Я не вижу, но чувствую, как лицо Борисова перекосилось. Как у пса, которому не дали наброситься. Люди вокруг смотрят зло, испуганно, недоуменно. Среди них и женщины и дети. И я знаю, что командир только что подписал себе приговор: человечность сейчас не просто не в цене — она стала преступлением.
Я отворачиваюсь от окна, сажусь за старое пианино с растрескавшимся корпусом и провожу пальцами по клавишам. Они отзываются неправильно и заунывно, нехотя заполняя пыльное помещение старого школьного класса.
А уже этой ночью командира вытаскивают из дома и заталкивают в черную машину. За ним выбегает женщина в ночной сорочке и подросток лет пятнадцати.

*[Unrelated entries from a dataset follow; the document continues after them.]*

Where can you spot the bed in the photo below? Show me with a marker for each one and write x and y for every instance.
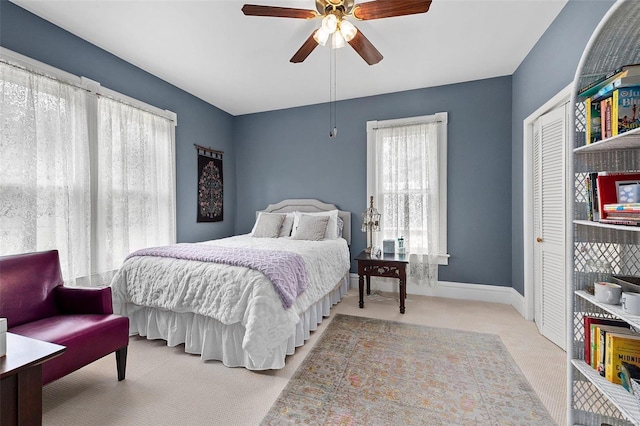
(248, 300)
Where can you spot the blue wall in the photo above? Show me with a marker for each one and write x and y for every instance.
(547, 69)
(198, 121)
(287, 154)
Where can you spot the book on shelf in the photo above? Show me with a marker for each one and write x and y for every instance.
(620, 76)
(624, 222)
(622, 207)
(593, 126)
(625, 110)
(588, 322)
(620, 347)
(623, 216)
(606, 117)
(595, 206)
(600, 336)
(589, 196)
(607, 189)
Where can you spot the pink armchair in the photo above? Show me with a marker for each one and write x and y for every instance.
(37, 305)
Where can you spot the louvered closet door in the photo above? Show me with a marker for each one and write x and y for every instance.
(550, 143)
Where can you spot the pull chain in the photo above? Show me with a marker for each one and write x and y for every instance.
(332, 94)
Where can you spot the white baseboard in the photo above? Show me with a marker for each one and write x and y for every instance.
(452, 290)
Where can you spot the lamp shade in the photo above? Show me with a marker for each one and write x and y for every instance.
(337, 41)
(321, 36)
(330, 23)
(348, 30)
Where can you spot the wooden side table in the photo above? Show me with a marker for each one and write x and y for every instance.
(21, 379)
(386, 265)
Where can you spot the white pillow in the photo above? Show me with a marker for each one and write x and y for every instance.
(310, 227)
(267, 225)
(332, 226)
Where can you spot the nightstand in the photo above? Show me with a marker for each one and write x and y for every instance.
(385, 265)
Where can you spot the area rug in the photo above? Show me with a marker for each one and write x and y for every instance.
(365, 371)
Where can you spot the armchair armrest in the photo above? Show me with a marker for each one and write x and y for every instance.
(78, 300)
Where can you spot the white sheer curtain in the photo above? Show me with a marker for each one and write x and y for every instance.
(136, 182)
(44, 169)
(408, 196)
(84, 174)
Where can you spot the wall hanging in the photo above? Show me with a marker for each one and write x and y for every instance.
(210, 185)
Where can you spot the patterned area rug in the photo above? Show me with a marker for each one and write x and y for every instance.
(366, 371)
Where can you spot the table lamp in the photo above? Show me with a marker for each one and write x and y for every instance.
(370, 223)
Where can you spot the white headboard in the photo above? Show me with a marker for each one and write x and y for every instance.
(311, 205)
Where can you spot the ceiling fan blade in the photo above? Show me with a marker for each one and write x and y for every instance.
(305, 50)
(363, 46)
(389, 8)
(278, 12)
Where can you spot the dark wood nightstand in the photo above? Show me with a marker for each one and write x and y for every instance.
(385, 265)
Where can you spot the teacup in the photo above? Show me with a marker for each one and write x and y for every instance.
(609, 293)
(630, 303)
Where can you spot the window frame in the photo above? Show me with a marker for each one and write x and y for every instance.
(442, 119)
(94, 89)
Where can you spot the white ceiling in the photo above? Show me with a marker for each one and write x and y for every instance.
(241, 63)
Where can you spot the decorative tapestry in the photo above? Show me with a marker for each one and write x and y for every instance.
(210, 187)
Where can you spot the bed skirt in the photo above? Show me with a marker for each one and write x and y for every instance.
(213, 340)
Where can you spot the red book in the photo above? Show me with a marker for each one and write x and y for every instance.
(587, 332)
(607, 189)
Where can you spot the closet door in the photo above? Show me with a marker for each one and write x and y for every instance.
(550, 142)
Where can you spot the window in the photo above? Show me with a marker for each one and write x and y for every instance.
(407, 175)
(83, 170)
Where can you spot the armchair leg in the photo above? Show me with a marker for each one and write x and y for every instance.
(121, 362)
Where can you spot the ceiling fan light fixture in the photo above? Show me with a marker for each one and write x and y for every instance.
(348, 30)
(337, 41)
(321, 36)
(330, 23)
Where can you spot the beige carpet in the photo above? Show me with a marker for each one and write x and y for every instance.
(165, 386)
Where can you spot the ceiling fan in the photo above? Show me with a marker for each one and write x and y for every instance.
(334, 24)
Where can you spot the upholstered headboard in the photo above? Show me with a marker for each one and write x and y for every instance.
(310, 205)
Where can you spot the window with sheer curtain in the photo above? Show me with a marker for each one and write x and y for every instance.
(406, 174)
(89, 175)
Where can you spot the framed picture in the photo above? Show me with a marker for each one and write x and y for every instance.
(210, 185)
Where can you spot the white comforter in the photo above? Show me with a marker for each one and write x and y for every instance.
(232, 294)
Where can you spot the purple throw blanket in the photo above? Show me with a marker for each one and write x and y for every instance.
(286, 270)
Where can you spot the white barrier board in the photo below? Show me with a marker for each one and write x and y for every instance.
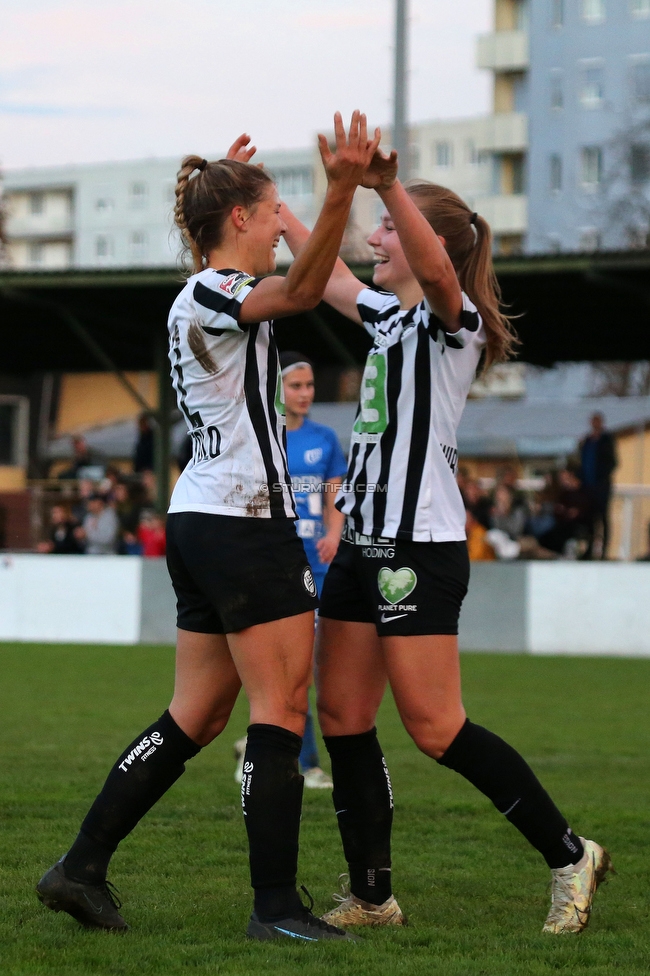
(80, 599)
(588, 608)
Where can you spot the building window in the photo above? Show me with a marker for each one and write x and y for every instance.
(557, 89)
(593, 11)
(471, 153)
(37, 203)
(443, 154)
(103, 246)
(591, 167)
(589, 239)
(640, 164)
(138, 245)
(640, 8)
(138, 196)
(555, 172)
(296, 182)
(641, 81)
(592, 86)
(36, 254)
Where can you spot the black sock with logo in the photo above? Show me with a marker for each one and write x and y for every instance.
(271, 794)
(143, 773)
(363, 800)
(498, 771)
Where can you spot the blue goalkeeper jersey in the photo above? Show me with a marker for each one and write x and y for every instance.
(315, 456)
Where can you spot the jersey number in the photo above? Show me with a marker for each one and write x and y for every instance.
(373, 417)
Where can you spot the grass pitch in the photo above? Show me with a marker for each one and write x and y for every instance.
(475, 893)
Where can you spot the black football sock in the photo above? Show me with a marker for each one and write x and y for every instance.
(142, 774)
(363, 800)
(498, 771)
(271, 792)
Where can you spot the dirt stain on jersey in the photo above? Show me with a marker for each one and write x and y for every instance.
(258, 503)
(196, 341)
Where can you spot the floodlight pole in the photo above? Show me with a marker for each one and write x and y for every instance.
(400, 123)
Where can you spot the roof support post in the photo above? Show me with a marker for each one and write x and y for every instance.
(162, 434)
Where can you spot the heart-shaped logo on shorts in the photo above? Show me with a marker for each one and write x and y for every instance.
(396, 586)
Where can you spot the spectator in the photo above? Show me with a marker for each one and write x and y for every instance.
(478, 548)
(573, 518)
(597, 464)
(85, 489)
(507, 516)
(143, 457)
(101, 528)
(476, 501)
(151, 534)
(541, 511)
(82, 458)
(64, 532)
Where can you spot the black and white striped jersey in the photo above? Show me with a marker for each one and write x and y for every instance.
(401, 480)
(229, 389)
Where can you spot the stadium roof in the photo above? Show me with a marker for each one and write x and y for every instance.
(574, 307)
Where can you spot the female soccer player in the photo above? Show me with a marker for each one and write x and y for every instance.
(392, 596)
(245, 593)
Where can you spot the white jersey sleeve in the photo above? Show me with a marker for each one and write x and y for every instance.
(376, 307)
(218, 296)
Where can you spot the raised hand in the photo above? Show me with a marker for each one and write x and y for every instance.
(240, 151)
(347, 165)
(382, 171)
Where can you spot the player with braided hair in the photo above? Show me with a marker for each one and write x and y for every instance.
(245, 594)
(392, 596)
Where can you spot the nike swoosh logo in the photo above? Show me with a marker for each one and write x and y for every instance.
(294, 935)
(97, 911)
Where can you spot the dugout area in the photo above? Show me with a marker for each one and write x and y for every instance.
(572, 307)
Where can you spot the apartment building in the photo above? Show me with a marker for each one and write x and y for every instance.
(109, 215)
(589, 110)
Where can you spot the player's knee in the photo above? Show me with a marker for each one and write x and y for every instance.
(434, 736)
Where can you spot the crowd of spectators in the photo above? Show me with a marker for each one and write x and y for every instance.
(556, 521)
(113, 513)
(113, 517)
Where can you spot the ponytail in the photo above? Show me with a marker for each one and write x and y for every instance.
(204, 201)
(468, 241)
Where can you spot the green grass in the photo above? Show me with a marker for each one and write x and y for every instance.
(475, 893)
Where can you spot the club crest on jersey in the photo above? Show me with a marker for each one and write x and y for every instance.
(308, 581)
(314, 455)
(234, 283)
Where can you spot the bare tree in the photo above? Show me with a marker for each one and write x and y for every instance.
(626, 184)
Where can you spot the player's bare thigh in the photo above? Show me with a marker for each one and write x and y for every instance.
(424, 675)
(206, 685)
(274, 662)
(350, 676)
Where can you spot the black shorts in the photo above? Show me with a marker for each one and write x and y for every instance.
(403, 588)
(230, 573)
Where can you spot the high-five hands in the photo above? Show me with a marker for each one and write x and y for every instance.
(240, 151)
(356, 160)
(382, 171)
(353, 154)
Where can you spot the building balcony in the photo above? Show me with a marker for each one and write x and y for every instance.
(503, 51)
(505, 132)
(39, 227)
(506, 214)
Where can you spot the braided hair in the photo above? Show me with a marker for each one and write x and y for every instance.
(204, 201)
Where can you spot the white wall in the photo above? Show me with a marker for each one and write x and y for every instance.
(76, 599)
(589, 608)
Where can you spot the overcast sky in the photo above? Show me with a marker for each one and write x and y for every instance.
(93, 80)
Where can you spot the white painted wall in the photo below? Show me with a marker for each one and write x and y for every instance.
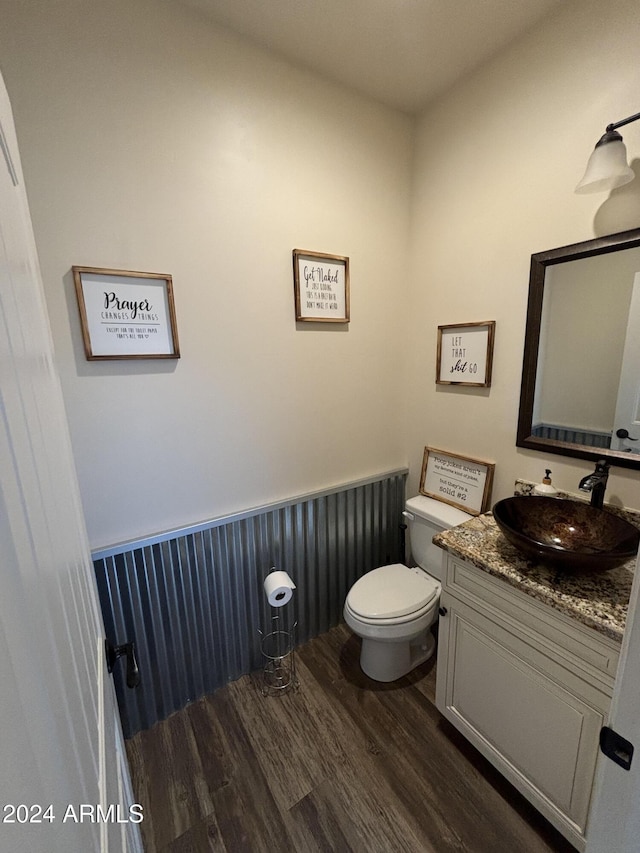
(497, 160)
(153, 141)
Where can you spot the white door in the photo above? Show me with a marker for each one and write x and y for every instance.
(614, 820)
(63, 778)
(627, 416)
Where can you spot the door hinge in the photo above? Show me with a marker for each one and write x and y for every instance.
(616, 747)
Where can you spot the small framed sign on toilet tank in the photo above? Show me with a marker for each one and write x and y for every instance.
(457, 480)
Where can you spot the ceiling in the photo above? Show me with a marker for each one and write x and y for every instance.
(403, 53)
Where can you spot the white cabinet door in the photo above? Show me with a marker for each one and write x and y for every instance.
(61, 748)
(514, 704)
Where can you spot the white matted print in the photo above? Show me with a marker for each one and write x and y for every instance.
(321, 284)
(458, 480)
(465, 354)
(126, 314)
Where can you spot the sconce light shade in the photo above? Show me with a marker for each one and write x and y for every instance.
(607, 167)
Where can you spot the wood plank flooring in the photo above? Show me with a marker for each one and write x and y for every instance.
(342, 764)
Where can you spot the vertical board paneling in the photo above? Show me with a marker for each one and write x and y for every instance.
(193, 600)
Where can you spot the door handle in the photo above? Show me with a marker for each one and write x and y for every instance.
(624, 434)
(128, 650)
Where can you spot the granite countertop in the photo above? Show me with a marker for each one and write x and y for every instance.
(599, 601)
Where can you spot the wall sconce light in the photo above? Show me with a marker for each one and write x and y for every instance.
(607, 167)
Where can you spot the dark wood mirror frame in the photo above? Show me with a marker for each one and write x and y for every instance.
(539, 263)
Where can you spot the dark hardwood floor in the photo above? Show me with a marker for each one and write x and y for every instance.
(341, 764)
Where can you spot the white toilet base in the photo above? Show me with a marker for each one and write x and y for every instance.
(388, 661)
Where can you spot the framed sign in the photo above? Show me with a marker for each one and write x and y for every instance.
(457, 480)
(465, 354)
(321, 284)
(126, 314)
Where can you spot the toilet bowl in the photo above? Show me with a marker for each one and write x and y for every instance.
(392, 608)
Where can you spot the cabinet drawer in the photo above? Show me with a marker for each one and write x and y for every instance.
(569, 642)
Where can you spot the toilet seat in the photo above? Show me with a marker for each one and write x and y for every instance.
(392, 595)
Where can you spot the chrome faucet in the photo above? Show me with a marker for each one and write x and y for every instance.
(596, 483)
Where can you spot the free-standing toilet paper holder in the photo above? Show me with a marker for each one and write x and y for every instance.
(278, 645)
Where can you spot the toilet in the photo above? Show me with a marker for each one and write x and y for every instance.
(392, 608)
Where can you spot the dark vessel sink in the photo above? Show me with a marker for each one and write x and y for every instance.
(574, 536)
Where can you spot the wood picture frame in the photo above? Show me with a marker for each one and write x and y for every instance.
(460, 481)
(465, 354)
(321, 287)
(126, 314)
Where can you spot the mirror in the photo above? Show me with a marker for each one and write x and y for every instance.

— Саша, нет! Не увозите! Не губите его! — кричит женщина, бросаясь к мужу, но ее грубо отталкивают.
— Пошла прочь! За предателя просить — следом пойдешь, и сынок твой!
Подросток неловко, но крепко прижимает к себе мать, смотря на то, как уводят отца. Лицо у него застывшее, но глаза выдают, как в них рушится мир.
Я отхожу от окна — не хочу смотреть, как ненависть в очередной раз побеждает.
На утро тех двух немцев найдут с простреленными головами. Всё, как полагается.
Юра Горелов:
Я не устал. Просто немного сел — рука занемела от носилок и ворочанья больных и раненых. Мама с ребятней помогает, я — с взрослыми, да и по хозяйству, где скажут. Мы ж теперь, после предательства отца, который нас и Родину на фашистов променял, живем при лазарете, должны пользу приносить, иначе какой с нас прок?
Я сижу под порогом палаты на полу, мотаю остаток старого бинта на ладонь — так рука сильнее и нет мешающей дрожи.
— Ты что, Вовка, не знаешь? Одному тут ночью ходить вообще нельзя! Чудовище схватит и всю кровь высосет! — доносится голос Петьки, пацана, младше меня года на три.
Нас всех привезли из Ленинграда, но младшие, ясен пень, медленнее на поправку идут. Зато уже какие-то страшилки напридумывали. Я продолжаю мотать рвущийся бинт, а они не умолкают:
— А кто-то это чудовище видел? Какое оно? Страшное? — кто-то из совсем мелких спрашивает.
— Страшное, конечно! Помнишь, Анечку с двумя хвостиками?
— Анечку… да… она ну… умерла, — последнее слово прозвучало совсем тихо, а я невольно не удерживаюсь от кривой усмешки.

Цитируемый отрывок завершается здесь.